Abstract
Aim:
Partial-mouth recording protocols often result in underestimation of population prevalence and extent of periodontitis. We posit that multiple imputation of measures such as clinical attachment loss for nonselected tooth sites in partial-mouth samples can reduce bias in periodontitis estimates.
Methods:
Multiple imputation for correlated site-level dichotomous outcomes in a generalized estimating equations framework is used to impute site-level binary indicators for clinical attachment loss exceeding a fixed threshold in partial-mouth samples. Periodontitis case definitions are applied to the imputed “complete” dentitions, enabling estimation of prevalence and other summaries of periodontitis for partial-mouth samples as if for full-mouth examinations. A multiple imputation-bootstrap procedure is described and applied for point and variance estimation of these periodontitis measures.

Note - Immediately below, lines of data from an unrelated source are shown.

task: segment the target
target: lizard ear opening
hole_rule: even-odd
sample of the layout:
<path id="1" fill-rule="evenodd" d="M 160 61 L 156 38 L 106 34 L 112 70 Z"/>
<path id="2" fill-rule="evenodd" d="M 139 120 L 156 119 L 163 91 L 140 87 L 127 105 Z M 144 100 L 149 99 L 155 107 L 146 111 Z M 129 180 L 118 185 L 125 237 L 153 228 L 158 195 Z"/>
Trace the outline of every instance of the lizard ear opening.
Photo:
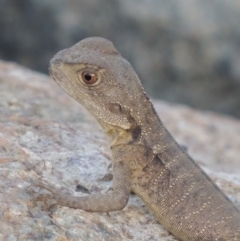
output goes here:
<path id="1" fill-rule="evenodd" d="M 85 86 L 96 86 L 101 82 L 100 74 L 94 69 L 83 69 L 78 73 L 78 79 Z"/>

The procedure is evaluated with pseudo-partial-mouth samples based on random site selection protocols of 28 to 84 periodontal sites repeatedly generated from full-mouth periodontal examinations of 3,621 participants in the 2013 to 2014 National Health and Nutrition Examination Survey (NHANES) survey.
Results:
Multiple imputation applied to partial-mouth samples overestimated periodontitis mean extent, defined as the number of sites with clinical attachment loss 3 mm or greater, by 9.5% in random site selection protocols with 84 sites and overestimated prevalence by 5% to 10% in all the evaluated protocols.
Conclusions:
In the 2013 to 2014 NHANES data, multiple imputation of site-level periodontal indicators provides less biased estimates of periodontitis prevalence and extent than has been reported from estimates based on the direct application of full-mouth case definitions to partial-mouth samples. Multiple imputation provides a promising solution to the longstanding, vexing problem of estimation bias in partial-mouth recording, with potential application to a wide array of case definitions, periodontitis measures, and partial recording protocols.

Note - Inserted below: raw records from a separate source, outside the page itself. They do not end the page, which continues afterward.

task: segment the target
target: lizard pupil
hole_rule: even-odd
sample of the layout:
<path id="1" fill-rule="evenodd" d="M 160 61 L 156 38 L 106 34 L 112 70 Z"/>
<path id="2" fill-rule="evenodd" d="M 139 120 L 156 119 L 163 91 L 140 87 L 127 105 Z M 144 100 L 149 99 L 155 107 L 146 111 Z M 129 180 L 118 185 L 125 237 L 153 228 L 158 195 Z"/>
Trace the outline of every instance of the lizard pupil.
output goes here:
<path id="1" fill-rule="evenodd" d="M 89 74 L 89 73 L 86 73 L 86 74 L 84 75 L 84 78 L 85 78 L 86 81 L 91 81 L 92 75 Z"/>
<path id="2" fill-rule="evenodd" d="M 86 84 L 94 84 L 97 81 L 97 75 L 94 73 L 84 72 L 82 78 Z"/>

Knowledge Transfer Statement:
Partial-mouth sampling, while a resource-efficient strategy for obtaining oral disease estimates, often results in underestimation of periodontitis metrics. Multiple imputation for nonselected periodontal sites produces pseudo-full-mouth data sets that may be analyzed and combined to produce estimates with small bias.
Keywords
Introduction
Periodontal disease surveillance is impeded by changing case definitions and the use of a full-mouth periodontal examination (FMPE), which may be burdensome, lengthy, and costly. In studies of periodontitis in adults, the gold standard FMPE records clinical variables at 6 sites per tooth, for up to 28 teeth (excluding third molars), which can take 40 min to complete. Partial-mouth recording protocols (PRPs) provide substantial time- and cost-savings. In a partial-mouth exam, a subset of tooth sites is examined using either random site selection methods (RSSMs; Beck et al. 2006; Preisser et al. 2017) or fixed site selection methods (FSSMs; Alexander 1970; Mills et al. 1975; Fleiss et al. 1987). A major obstacle to the use of PRPs is that the standard method that applies a full-mouth periodontitis case definition directly to partial-mouth samples systematically underestimates periodontitis prevalence (Kingman and Albandar 2002; Susin et al. 2005; Tran et al. 2014).

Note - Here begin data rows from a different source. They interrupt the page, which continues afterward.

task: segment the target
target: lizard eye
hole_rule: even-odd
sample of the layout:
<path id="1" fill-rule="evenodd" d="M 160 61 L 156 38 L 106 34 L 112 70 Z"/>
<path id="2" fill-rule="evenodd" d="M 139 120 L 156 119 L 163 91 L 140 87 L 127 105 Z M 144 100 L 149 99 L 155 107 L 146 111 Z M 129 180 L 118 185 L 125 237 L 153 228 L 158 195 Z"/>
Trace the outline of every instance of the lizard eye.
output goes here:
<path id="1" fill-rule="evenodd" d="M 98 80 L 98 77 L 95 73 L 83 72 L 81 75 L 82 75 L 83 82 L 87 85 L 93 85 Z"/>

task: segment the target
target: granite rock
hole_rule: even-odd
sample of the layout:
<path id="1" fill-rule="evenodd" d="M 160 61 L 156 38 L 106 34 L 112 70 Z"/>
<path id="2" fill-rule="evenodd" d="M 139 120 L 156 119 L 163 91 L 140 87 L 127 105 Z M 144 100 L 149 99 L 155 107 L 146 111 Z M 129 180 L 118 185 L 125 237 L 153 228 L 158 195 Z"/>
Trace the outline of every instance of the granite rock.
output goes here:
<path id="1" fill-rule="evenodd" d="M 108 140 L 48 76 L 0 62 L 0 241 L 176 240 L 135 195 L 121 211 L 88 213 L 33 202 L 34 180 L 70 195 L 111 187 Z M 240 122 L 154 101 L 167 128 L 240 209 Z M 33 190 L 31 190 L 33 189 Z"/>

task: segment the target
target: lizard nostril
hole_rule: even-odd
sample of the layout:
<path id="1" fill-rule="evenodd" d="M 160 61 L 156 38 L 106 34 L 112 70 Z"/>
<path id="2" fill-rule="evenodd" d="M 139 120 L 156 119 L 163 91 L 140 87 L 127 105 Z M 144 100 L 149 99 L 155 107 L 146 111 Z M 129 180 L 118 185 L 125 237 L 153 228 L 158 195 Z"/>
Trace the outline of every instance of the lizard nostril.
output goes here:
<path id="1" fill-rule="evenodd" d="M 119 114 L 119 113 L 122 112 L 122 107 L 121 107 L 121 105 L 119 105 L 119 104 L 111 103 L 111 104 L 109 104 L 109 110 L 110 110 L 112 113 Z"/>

Under the standard method, PRPs that select teeth (or sites) with the most disease tend to have higher sensitivity and less underestimation bias than PRPs that identify a “representative” selection of sites such as RSSMs (Beck et al. 2006) or Ramfjord teeth (Ramfjord 1959). The choice of PRPs that select teeth most susceptible to periodontal disease is routinized in a population ranking method (Alshihayb et al. 2022) based on a single cardinal measure: clinical attachment loss (CAL) or probing depth (PD). Similarly, case definitions proposed by the Group C Consensus Report of the Fifth European Workshop on periodontology (Tonetti et al. 2018) and the Centers for Disease Control and Prevention in conjunction with the American Academy for Periodontology (CDC/AAP) restrict consideration to interproximal (IP) sites (Eke et al. 2012), known to have relatively high levels of disease. While there has been progress in the clinical classification of periodontitis using PRPs (Alshihayb et al. 2022; Botelho et al. 2020), less progress has been made on the reliable use of PRPs in estimating periodontitis prevalence and extent.
Problematically, the underestimation of mean extent and prevalence of periodontitis by the standard method is frequently severe. Extent is the number of sites in an individual mouth exceeding an established threshold, that is, ≥ CAL 3 mm (i.e., CAL3+) or ≥ PD 4 mm (i.e., PD4+) (Heaton, Sharma, et al. 2018), whereas prevalence is the proportion of individuals in a population who fulfill a certain criterion (i.e., case definition) defined a priori. In a study of 10,680 participants from National Health and Nutrition Examination Survey (NHANES) cycles 2009 to 2014 (Alshihayb et al. 2022), PRPs examining all 6 sites from half-mouth protocols resulted in mean extent estimates with 45% to 55% underestimation relative to full-mouth extent, and the population ranking method that selects the 14 most diseased teeth had bias ranging from 25% to 38%. Eke et al. (2010) found that the NHANES III and NHANES 2001 to 2004 protocols underestimated the prevalences of moderate or severe periodontitis by the CDC/AAP case definitions by more than 50%; case definitions based on 1 or more sites with CAL meeting 3-mm or 6-mm thresholds resulted in underestimation of prevalence between 30% and 40%. This substantial bias has limited the use of PRPs, which ceased to be used by NHANES in 2009.
The excessive bias in these studies results from the direct application of full-mouth case definitions for periodontitis to partial-mouth samples. Assuming no measurement error at the site level, this approach systematically underestimates prevalence and extent because subjects with no diseased sites in the full mouth are always classified correctly as having no disease (i.e., specificity is 100%), whereas subjects with diseased sites could have zero such sites selected and thus be classified as without periodontitis (i.e., sensitivity is less than 100%). A new approach is needed to reduce estimation bias when using PRPs for periodontitis surveillance.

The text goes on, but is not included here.